Denying your effect on others is detrimental to your relationships and progress in your career.
Here's a common example: Roger is a senior manager at a data management company. He has 15 people who report to him. One of his team, Sarah, is having a big problem with Roger, her boss. Deeper discussion reveals that Sarah has a difficult relationship with her own father and some of Roger's behaviours remind her of her father. Roger's behaviours might be acceptable in any other setting, but in this setting, he's triggering Sarah's clinically diagnosed PTSD.
Roger could deny that he's hurting Sarah but that would not be beneficial to their relationship. Sure, Roger unwittingly stepped into a touchy situation that existed long before he met Sarah, but that doesn't negate the fact that he's causing her to feel emotional pain. Roger can address the situation, recognize his role in Sarah's pain, and determine whether he is able and/or willing to change his behaviours. Taking responsibility in this situation will make Roger into a hero with executive management.
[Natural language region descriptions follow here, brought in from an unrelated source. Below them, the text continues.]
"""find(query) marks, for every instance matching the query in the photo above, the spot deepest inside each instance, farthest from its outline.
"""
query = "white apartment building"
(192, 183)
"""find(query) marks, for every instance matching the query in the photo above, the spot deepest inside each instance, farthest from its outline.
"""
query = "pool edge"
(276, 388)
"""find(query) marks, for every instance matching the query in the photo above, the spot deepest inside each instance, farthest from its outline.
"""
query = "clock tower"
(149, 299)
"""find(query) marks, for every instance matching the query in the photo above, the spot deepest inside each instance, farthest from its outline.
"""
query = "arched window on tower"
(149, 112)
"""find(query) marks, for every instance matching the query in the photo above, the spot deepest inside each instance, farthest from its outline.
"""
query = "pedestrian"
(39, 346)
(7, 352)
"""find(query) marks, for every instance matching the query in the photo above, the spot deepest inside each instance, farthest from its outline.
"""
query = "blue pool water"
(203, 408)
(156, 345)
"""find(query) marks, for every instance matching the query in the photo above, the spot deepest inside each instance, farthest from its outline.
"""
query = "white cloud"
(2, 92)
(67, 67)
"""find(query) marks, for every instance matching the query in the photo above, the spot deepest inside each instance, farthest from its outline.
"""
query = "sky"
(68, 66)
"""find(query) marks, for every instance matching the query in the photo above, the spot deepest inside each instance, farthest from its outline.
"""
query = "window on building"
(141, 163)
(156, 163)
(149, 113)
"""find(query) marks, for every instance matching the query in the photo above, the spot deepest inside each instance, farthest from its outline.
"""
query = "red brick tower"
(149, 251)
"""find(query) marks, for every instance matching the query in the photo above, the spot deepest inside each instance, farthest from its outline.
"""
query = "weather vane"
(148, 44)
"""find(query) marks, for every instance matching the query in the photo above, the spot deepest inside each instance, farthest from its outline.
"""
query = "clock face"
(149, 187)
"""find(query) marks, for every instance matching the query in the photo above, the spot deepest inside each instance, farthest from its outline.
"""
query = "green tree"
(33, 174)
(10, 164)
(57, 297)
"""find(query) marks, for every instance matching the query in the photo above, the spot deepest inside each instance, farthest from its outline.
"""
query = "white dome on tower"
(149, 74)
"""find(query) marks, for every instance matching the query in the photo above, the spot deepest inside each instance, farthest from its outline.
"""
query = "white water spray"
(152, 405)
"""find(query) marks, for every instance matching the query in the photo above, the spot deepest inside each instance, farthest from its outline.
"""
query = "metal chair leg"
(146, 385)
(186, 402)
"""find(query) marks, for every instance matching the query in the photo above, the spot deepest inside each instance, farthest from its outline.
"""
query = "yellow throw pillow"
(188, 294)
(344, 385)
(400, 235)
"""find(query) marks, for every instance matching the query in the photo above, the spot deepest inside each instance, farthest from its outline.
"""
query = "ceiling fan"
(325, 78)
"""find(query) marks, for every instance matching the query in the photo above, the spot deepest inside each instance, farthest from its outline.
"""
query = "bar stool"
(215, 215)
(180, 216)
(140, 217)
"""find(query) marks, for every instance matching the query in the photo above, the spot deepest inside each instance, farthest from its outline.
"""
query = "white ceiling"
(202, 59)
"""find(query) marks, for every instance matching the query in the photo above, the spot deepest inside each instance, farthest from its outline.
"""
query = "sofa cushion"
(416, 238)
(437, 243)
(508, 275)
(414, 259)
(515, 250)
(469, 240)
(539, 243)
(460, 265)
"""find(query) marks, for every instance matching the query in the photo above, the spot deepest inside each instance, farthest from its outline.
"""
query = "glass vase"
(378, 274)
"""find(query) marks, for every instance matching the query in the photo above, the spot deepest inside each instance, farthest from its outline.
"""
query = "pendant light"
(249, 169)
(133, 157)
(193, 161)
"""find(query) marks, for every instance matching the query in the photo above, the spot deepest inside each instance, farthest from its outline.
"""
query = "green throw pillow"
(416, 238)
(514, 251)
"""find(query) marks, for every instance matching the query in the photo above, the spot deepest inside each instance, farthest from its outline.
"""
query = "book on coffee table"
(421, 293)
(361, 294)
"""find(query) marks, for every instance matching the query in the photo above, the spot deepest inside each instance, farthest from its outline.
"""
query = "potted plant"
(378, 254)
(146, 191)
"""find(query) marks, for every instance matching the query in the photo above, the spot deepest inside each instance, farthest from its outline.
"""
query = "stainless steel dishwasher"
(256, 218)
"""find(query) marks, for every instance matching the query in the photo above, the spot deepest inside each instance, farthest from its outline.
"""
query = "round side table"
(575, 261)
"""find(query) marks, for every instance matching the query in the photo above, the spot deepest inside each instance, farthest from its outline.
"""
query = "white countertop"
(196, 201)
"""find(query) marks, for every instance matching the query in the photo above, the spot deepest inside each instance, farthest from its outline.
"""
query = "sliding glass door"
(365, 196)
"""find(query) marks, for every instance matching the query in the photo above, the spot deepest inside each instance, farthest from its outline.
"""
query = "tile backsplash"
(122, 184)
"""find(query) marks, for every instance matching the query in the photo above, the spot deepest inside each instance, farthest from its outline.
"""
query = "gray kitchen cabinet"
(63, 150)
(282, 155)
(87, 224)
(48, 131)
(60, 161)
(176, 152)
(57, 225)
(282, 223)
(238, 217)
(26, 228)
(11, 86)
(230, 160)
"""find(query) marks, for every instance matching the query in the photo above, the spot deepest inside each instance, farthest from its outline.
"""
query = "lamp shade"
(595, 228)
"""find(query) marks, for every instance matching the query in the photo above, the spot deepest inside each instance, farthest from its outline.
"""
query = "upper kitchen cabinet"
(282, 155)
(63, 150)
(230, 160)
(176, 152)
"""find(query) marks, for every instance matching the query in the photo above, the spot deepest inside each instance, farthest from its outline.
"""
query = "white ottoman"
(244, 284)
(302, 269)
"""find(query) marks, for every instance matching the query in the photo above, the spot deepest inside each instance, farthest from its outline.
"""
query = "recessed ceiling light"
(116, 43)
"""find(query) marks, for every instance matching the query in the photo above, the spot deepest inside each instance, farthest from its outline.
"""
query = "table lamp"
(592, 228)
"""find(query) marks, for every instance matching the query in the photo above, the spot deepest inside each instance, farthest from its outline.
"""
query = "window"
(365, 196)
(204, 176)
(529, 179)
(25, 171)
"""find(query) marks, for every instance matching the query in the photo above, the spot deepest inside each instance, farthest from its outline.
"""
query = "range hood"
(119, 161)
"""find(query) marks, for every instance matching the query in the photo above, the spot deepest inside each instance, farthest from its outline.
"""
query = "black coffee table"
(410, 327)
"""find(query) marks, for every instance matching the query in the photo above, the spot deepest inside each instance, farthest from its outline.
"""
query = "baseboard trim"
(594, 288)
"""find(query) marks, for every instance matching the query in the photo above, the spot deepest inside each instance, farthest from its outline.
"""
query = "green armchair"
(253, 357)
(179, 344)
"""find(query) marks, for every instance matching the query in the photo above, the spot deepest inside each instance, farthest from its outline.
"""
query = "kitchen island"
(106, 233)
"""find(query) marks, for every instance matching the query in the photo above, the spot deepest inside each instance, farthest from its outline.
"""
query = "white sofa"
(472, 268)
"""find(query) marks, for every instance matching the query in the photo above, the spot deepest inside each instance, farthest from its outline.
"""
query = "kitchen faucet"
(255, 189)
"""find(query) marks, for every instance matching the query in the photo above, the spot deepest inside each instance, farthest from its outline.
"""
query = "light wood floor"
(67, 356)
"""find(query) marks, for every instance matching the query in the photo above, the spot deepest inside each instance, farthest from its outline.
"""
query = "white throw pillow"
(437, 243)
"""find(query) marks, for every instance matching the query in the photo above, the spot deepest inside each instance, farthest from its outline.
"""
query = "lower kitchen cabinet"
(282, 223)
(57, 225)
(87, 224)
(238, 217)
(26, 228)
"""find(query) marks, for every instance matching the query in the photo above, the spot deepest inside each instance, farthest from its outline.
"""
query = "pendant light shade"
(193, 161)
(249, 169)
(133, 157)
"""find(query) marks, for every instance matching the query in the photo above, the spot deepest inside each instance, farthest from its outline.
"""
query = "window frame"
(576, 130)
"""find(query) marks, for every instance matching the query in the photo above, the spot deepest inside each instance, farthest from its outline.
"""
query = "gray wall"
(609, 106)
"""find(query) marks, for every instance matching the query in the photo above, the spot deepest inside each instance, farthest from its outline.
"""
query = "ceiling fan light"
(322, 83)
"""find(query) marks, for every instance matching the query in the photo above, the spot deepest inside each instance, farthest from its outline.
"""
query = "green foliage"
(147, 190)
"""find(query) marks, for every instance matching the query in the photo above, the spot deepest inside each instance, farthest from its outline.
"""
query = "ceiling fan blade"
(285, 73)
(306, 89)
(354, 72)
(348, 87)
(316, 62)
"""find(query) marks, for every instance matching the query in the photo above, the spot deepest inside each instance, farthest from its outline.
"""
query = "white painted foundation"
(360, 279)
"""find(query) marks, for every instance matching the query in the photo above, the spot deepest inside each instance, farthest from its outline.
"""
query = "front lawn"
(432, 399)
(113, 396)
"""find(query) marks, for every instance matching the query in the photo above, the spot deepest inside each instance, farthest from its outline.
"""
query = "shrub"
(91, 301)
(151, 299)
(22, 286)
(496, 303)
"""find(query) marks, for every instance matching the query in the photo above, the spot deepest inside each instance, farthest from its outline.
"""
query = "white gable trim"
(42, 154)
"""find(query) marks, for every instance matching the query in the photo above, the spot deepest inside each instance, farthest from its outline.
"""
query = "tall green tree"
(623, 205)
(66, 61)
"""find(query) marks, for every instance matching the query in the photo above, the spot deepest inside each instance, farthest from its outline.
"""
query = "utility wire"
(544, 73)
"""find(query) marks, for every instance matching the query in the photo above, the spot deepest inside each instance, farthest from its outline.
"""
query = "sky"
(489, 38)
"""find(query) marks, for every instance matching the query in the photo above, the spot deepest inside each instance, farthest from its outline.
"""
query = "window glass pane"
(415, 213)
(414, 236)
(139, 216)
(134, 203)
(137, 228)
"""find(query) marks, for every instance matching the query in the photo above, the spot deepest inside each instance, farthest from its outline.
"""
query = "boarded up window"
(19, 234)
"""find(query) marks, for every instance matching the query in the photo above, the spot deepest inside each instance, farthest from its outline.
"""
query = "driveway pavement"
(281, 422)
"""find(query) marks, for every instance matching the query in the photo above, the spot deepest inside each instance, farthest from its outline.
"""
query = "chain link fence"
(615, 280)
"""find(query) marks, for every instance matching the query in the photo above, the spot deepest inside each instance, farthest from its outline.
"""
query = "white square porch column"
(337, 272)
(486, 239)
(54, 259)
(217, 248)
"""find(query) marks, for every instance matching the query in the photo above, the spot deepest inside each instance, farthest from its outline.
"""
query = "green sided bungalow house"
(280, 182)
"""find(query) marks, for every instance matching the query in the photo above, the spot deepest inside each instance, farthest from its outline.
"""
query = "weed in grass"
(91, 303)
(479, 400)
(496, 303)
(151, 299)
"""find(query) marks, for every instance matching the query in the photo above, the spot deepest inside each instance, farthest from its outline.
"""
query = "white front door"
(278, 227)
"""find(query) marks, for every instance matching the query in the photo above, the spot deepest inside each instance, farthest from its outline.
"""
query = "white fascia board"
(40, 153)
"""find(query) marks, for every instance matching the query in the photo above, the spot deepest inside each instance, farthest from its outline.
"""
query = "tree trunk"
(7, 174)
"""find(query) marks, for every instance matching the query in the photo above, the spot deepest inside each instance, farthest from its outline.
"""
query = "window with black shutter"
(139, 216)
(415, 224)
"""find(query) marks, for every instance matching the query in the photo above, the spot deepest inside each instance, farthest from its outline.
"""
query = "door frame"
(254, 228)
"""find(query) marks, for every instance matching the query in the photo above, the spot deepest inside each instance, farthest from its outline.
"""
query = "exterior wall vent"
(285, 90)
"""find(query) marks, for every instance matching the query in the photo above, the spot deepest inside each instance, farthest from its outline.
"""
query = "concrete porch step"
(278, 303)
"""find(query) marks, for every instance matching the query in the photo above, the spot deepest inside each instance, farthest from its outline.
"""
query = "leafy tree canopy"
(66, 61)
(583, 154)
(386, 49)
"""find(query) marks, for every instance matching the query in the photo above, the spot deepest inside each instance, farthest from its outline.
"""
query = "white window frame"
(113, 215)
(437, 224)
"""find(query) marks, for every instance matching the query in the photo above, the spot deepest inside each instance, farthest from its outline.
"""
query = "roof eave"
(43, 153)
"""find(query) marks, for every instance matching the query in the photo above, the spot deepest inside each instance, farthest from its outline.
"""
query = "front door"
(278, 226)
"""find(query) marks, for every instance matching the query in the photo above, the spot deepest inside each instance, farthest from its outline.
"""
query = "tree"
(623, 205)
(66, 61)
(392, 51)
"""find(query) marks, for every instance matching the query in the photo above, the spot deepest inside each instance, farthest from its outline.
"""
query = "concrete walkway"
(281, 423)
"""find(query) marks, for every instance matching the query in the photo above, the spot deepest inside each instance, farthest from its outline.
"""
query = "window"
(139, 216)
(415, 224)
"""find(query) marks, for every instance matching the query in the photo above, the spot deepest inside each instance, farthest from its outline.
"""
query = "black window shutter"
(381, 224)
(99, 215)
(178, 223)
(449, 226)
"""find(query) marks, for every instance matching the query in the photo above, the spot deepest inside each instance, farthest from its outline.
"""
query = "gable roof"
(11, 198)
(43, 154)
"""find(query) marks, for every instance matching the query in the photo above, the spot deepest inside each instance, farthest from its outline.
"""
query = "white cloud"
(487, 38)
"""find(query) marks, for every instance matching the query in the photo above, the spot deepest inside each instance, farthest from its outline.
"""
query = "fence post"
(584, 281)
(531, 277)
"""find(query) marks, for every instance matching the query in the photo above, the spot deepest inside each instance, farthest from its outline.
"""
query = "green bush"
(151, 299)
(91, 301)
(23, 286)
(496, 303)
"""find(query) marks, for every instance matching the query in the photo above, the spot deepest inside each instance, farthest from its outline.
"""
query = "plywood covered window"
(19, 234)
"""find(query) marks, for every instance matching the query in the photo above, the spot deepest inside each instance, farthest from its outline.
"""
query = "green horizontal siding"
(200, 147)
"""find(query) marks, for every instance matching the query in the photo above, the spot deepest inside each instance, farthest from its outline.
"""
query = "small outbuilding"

We are often unwilling to feel our painful emotions. We'll kick, scream, and fight before we'll address something that's deeply bothering us.
Learning to address your painful emotions solves nearly all of life's unsolvable problems.
Common example: Omar's wife just moved out. She says she still loves him, but that she can't live with him anymore. She took their kids. Omar is doing his best to stay strong and keep his life in order.
A difficult time in a relationship can cause challenges in other parts of your life. Omar can't control his wife's choices. All he can do is find a way to come to peace with the reality of his life. If Omar fails to mourn his loses now, they will cause problems later.
To get past difficult things in life, face the painful emotions head on. Feel them. Cry, be angry, or express whatever you are feeling privately. Don't involve others in your emotional expression, that just complicates the situation. You can share your feelings with others in words only after they have agreed to hear your feelings.
Feeling your emotions lets them pass on. To get over it quickly, no matter what it is, feel it.